Acredito que esse dia internacional da mulher não deva ser somente um dia de celebração, um dia de festa, mas sobretudo, um dia de reflexão sobre o  papel da mulher  na sociedade atual. Que a comemoração não se restrinja ao almoço ou jantar no restaurante, ao frasco de perfume importado, ao buquê de flores (bem-vindos hoje e em qualquer dia do ano), ao cartão de felicitações ou àquelas exaltações caricaturais tão bem utilizadas pela mídia.

Seria melhor que nos vissem simplesmente Mulheres, assim mesmo, com letra maiúscula. Mulheres conscientes e que se orgulham da sua condição, em casa, no trabalho, na rua, na escola, em todo lugar; mães, filhas, esposas, noivas, mulheres trabalhadoras urbanas ou rurais; motoristas, médicas, cabeleireiras, advogadas, maquinistas, esteticistas, cozinheiras, jornalistas, bancárias, domésticas, donas de casa, floristas, dentistas, manicures, comerciárias, artesãs, enfermeiras, costureiras, empresárias, manequins, mães de santo, baianas do acarajé, bailarinas, faxineiras, santas, loucas, enfim, MULHERES!

 

E nunca é demais lembrar Adélia Prado, uma poeta que admiro – e que não precisa ser chamada de poetisa para que acreditem nisso – porque ela soube resumir em poucas palavras o que a maioria das mulheres sente e pensa. Em seu poema, Com licença poética, ela contesta Drummond replicando o “anjo torto” dos versos do Poema de sete faces, que decretou: “Vai, Carlos! ser gauche na vida”.

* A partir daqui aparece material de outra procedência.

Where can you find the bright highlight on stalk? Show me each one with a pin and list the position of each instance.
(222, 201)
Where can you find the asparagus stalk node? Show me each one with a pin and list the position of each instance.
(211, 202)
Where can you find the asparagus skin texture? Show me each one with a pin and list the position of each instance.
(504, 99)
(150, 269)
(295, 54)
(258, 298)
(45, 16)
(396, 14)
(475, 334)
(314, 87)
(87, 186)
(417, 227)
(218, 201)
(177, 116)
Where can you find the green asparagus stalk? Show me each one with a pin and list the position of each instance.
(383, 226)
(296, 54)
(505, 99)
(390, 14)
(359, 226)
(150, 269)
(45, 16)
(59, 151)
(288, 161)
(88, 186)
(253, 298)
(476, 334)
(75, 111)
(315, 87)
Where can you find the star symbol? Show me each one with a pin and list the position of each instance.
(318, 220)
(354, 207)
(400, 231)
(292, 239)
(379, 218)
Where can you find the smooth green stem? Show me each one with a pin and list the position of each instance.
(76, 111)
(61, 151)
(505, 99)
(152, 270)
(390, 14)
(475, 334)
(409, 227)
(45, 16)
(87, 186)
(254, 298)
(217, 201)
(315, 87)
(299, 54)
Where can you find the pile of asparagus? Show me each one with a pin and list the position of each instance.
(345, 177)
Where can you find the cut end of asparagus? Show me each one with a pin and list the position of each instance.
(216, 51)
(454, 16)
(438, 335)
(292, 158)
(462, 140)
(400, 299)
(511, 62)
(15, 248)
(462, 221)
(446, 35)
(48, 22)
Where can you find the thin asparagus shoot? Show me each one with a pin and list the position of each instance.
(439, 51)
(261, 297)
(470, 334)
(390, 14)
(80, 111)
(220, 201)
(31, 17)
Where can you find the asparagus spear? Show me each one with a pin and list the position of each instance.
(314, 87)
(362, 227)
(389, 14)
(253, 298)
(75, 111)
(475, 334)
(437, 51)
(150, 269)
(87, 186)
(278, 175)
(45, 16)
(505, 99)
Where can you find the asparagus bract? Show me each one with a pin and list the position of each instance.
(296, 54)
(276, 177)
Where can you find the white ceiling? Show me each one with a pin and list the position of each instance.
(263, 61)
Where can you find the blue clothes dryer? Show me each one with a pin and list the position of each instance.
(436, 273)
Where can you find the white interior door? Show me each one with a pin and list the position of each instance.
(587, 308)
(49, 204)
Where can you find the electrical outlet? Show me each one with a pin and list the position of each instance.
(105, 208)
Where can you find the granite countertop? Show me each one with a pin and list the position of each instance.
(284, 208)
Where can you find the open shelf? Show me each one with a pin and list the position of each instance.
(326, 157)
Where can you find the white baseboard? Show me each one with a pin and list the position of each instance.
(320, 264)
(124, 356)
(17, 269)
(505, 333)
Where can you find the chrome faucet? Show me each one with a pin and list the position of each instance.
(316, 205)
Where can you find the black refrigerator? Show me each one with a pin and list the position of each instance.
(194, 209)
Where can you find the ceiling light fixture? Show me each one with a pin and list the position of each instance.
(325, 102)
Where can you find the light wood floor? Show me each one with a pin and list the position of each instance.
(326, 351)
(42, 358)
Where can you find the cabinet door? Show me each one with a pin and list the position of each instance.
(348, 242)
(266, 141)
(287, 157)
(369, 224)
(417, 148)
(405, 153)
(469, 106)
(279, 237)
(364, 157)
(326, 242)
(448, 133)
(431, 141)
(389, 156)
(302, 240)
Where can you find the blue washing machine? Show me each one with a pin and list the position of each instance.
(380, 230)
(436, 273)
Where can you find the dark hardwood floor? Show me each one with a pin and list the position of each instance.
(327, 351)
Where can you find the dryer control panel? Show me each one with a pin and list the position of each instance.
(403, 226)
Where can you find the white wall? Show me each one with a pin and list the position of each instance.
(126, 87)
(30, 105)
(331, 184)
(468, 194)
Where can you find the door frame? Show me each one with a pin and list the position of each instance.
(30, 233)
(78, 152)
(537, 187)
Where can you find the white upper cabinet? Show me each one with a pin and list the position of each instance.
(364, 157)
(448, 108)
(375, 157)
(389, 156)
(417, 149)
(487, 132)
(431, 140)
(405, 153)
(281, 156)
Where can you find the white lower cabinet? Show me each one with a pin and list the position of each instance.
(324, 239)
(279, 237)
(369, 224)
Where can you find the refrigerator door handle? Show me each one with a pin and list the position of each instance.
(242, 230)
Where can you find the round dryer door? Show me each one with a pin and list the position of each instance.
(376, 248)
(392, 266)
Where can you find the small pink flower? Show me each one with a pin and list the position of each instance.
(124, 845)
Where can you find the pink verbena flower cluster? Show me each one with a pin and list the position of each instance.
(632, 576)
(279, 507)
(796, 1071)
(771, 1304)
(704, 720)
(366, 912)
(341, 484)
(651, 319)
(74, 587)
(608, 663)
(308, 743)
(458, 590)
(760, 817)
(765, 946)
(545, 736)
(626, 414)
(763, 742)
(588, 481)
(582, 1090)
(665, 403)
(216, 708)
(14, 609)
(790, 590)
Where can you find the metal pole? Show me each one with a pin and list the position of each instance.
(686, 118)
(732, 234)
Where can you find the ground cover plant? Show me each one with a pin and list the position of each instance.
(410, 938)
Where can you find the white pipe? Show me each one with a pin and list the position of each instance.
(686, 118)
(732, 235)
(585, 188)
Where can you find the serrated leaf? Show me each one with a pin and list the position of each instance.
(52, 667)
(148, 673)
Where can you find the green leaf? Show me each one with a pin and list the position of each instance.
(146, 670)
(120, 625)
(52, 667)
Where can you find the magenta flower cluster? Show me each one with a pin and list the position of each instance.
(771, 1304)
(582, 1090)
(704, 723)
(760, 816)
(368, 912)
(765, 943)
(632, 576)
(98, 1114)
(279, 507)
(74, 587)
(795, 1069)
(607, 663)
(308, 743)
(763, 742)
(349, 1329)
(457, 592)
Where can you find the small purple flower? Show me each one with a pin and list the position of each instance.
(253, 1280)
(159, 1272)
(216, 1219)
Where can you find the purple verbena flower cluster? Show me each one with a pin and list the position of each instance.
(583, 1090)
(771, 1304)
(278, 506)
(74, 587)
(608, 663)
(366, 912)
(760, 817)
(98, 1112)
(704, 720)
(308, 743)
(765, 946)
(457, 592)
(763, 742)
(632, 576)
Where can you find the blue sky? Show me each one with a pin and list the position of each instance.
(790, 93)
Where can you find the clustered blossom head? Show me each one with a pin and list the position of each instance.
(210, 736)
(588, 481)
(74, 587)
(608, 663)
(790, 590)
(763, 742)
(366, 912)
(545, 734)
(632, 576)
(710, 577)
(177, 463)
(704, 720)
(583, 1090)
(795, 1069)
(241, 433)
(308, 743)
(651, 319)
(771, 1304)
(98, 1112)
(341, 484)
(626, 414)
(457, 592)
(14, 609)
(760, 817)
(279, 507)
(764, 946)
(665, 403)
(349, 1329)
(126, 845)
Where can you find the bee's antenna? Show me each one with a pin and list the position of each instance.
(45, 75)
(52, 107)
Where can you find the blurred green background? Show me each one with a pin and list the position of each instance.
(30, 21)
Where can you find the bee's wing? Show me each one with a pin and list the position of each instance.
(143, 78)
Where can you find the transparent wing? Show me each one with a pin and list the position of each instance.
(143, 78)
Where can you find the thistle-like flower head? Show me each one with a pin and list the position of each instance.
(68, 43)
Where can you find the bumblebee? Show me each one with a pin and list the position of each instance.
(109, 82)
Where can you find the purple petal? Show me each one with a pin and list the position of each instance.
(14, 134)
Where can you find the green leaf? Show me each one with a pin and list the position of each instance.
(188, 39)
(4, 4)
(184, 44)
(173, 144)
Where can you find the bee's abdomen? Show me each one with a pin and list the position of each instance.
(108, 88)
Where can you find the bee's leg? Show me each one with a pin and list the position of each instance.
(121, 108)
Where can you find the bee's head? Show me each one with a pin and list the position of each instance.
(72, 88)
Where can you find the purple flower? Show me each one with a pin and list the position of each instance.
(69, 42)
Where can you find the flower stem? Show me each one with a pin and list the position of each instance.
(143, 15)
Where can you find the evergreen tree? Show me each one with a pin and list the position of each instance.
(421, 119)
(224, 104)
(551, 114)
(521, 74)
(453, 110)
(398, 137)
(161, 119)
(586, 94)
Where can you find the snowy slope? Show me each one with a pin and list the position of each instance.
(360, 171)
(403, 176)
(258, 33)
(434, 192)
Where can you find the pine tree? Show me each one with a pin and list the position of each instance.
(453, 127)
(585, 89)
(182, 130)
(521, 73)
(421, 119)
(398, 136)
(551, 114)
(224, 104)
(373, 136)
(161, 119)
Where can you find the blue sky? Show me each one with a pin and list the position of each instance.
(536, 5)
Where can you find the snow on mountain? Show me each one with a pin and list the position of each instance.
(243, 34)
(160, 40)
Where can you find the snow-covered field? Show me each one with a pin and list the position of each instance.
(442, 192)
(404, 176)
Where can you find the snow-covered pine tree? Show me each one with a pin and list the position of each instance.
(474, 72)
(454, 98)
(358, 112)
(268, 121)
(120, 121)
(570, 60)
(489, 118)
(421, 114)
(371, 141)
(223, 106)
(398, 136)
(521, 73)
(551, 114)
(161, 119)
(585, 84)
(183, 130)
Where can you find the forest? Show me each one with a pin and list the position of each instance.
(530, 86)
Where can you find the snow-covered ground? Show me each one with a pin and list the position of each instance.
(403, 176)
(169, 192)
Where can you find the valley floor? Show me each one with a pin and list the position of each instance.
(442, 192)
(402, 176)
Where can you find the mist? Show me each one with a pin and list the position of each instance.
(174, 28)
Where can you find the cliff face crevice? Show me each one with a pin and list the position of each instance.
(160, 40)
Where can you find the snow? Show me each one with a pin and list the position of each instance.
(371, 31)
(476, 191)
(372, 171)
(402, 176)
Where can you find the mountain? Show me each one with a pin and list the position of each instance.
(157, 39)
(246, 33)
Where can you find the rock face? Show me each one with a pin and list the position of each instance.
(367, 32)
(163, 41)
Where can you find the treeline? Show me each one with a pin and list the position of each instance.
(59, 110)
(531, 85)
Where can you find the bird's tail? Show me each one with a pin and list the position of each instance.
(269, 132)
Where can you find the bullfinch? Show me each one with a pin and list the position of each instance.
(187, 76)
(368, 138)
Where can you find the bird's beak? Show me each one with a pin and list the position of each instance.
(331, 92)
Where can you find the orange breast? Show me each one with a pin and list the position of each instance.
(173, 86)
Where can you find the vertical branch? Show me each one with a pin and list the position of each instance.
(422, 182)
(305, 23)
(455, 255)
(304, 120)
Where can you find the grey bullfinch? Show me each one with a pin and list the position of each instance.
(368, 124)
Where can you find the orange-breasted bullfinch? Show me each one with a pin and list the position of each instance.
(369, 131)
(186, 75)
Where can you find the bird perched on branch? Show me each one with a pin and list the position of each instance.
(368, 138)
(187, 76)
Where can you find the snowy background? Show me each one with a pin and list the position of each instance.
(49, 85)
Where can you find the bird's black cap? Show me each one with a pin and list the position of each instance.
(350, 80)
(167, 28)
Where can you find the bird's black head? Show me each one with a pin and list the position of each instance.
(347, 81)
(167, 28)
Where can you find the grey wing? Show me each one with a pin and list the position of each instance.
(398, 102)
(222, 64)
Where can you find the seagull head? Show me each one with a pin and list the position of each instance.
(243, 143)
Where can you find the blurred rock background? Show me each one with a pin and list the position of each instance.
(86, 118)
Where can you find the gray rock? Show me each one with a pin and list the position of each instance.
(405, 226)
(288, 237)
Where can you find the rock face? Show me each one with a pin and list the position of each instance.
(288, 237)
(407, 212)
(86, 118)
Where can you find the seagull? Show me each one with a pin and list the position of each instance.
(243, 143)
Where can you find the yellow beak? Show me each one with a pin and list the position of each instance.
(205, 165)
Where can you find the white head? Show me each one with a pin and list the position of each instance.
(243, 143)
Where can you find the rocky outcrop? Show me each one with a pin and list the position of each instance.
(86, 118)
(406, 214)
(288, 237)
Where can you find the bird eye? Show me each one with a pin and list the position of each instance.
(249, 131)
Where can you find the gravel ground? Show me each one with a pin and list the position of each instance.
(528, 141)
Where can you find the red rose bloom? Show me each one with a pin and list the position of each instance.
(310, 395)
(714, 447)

O anjo de Adélia é esbelto, toca trombeta e anuncia: “Vai carregar bandeira”. Mas a poeta sentencia: “Cargo muito pesado pra mulher”. Com jeito suave, mas corajoso, os versos de Adélia revelam, além da fragilidade da alma feminina, a força e a determinação da mulher que sabe o que quer:

 “Mas o que sinto escrevo. Cumpro a sina.
Inauguro linhagens, fundo reinos
— dor não é amargura.
Minha tristeza não tem pedigree,
já a minha vontade de alegria,
sua raiz vai ao meu mil avô.
Vai ser coxo na vida é maldição pra homem.
Mulher é desdobrável. Eu sou. »

                              (Adélia Prado)

 Observação: As flores são para todas aquelas que pensam mais ou menos assim.